Here is the config file I used in case it is helpful for anyone (I copied the dependency parser config so it wouldn’t be due to a bug in my own model)

// copies dependency_parser.jsonnet but includes transformer + chars
    local transformer_model = "bert-base-uncased";
    local embedding_dim = 768 + 100 + 16 + 16;
    {
        "dataset_reader":{
            "type":"universal_dependencies_copy", // copy is copied file from allennlp-models registered with altered name
            "token_indexers": {
            "tokens": {
              "type": "pretrained_transformer_mismatched",
              "model_name": transformer_model
            },
            "token_characters": {
              "type": "characters",
              "min_padding_length": 1
            }
          }
        },
        "train_data_path": std.extVar("TRAIN_DATA_PATH"),
        "validation_data_path": std.extVar("DEV_DATA_PATH"),
        "model": {
          "type": "biaffine_parser_copy", // copy is copied file from allennlp-models registered with altered name
          "text_field_embedder": {
            "token_embedders": {
              "tokens": {
                "type": "pretrained_transformer_mismatched",
                "model_name": transformer_model
              },
              "token_characters": {
                "type": "character_encoding",
                "embedding": {
                "embedding_dim": 16,
                "vocab_namespace": "token_characters"
                },
                "encoder": {
                "type": "lstm",
                "input_size": 16,
                "hidden_size": 16,
                "num_layers": 1,
                "bidirectional": true
                }
              }
            }
          },
          "pos_tag_embedding":{
            "embedding_dim": 100,
            "vocab_namespace": "pos",
            "sparse": true
          },
          "encoder": {
            "type": "stacked_bidirectional_lstm",
            "input_size": embedding_dim,
            "hidden_size": 400,
            "num_layers": 3,
            "recurrent_dropout_probability": 0.3,
            "use_highway": true
          },
          "use_mst_decoding_for_validation": true,
          "arc_representation_dim": 500,
          "tag_representation_dim": 100,
          "dropout": 0.3,
          "input_dropout": 0.3,
          "initializer": {
            "regexes": [
              [".*projection.*weight", {"type": "xavier_uniform"}],
              [".*projection.*bias", {"type": "zero"}],
              [".*tag_bilinear.*weight", {"type": "xavier_uniform"}],
              [".*tag_bilinear.*bias", {"type": "zero"}],
              [".*weight_ih.*", {"type": "xavier_uniform"}],
              [".*weight_hh.*", {"type": "orthogonal"}],
              [".*bias_ih.*", {"type": "zero"}],
              [".*bias_hh.*", {"type": "lstm_hidden_bias"}]
            ]
          }
        },
        "data_loader": {
          "batch_sampler": {
            "type": "bucket",
            "batch_size" : 8
          }
        },
        "trainer": {
          "num_epochs": 50,
          "grad_norm": 5.0,
          "patience": 50,
          "cuda_device": 0,
          "validation_metric": "+LAS",
          "optimizer": {
            "type": "dense_sparse_adam",
            "betas": [0.9, 0.9]
          }
        }
    }

I don’t know the answer to that, other than that we use huggingface’s AutoModel and AutoTokenizer to instantiate things. Whatever you would pass to those methods for instantiating your model should work for our code, too.

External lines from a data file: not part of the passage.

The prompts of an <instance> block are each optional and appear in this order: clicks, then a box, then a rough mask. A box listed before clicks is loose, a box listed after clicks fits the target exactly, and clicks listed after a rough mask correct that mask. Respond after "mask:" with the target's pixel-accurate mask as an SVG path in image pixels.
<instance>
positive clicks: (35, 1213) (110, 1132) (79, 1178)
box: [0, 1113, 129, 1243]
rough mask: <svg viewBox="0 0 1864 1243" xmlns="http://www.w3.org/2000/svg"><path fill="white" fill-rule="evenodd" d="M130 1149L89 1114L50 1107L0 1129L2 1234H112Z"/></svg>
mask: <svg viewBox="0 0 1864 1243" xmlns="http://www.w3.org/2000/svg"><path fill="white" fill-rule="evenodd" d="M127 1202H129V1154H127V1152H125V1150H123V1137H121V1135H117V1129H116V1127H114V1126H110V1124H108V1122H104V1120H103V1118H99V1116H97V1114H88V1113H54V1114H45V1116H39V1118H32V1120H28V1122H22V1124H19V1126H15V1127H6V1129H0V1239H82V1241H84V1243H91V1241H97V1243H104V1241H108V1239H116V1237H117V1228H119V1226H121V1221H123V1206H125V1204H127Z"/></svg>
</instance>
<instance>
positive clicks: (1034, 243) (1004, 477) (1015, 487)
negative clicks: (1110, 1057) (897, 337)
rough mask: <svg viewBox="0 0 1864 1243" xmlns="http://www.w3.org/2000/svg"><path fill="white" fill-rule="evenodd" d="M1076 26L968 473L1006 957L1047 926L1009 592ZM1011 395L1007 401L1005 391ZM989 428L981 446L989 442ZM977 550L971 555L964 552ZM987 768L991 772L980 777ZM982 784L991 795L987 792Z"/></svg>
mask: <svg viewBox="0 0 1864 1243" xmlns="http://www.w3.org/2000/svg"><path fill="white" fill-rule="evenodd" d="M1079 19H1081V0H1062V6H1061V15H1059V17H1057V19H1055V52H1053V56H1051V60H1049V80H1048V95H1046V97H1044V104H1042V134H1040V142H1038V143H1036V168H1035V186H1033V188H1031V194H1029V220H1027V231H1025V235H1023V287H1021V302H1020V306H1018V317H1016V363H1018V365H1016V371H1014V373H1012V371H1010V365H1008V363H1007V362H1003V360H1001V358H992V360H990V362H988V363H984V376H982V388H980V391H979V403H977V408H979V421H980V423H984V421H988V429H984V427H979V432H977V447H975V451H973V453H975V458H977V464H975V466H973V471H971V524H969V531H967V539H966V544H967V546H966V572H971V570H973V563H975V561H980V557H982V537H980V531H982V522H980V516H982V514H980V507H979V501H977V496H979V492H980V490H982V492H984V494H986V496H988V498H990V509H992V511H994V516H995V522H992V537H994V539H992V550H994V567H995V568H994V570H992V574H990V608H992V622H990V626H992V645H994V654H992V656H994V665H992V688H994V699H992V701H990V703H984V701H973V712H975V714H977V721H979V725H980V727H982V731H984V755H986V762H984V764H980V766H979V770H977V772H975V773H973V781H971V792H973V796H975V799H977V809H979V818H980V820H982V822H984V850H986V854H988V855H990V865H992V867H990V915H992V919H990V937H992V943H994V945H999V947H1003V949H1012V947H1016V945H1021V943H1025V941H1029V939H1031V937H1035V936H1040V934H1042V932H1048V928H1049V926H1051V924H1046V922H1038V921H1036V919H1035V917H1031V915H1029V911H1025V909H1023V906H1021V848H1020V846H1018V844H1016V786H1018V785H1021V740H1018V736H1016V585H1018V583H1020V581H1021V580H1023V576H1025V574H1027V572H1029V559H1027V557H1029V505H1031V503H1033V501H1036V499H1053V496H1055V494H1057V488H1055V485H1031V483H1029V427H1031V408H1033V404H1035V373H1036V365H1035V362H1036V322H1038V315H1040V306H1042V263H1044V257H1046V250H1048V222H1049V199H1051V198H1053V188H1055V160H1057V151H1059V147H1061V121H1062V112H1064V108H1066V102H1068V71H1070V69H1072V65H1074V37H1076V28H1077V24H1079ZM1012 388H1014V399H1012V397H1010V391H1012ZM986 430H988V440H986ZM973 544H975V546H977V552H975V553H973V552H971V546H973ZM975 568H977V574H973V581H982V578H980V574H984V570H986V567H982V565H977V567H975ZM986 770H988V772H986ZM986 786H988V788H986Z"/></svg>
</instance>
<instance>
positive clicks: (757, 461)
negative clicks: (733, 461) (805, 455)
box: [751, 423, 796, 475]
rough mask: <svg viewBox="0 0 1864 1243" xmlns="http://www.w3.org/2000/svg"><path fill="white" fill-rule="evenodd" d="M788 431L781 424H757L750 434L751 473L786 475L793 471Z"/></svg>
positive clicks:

If it’s not possible to use your own local model with huggingface’s AutoModel and AutoTokenizer, then maybe we should consider another way of getting the model into our code. But it might be better to just contribute something upstream to huggingface to make that work.

1 Like

Thanks, it turns out most of the models I had stored locally were just ones I had downloaded from huggingface and converted to weights.tar.gz so I could use it in AllenNLP. The way things are now make it really easy because it obviates the need for that, thanks! I also agree that an upstream change would be better if locally-trained models are not currently usable with huggingface’s tools but I can’t confirm if that’s the case yet.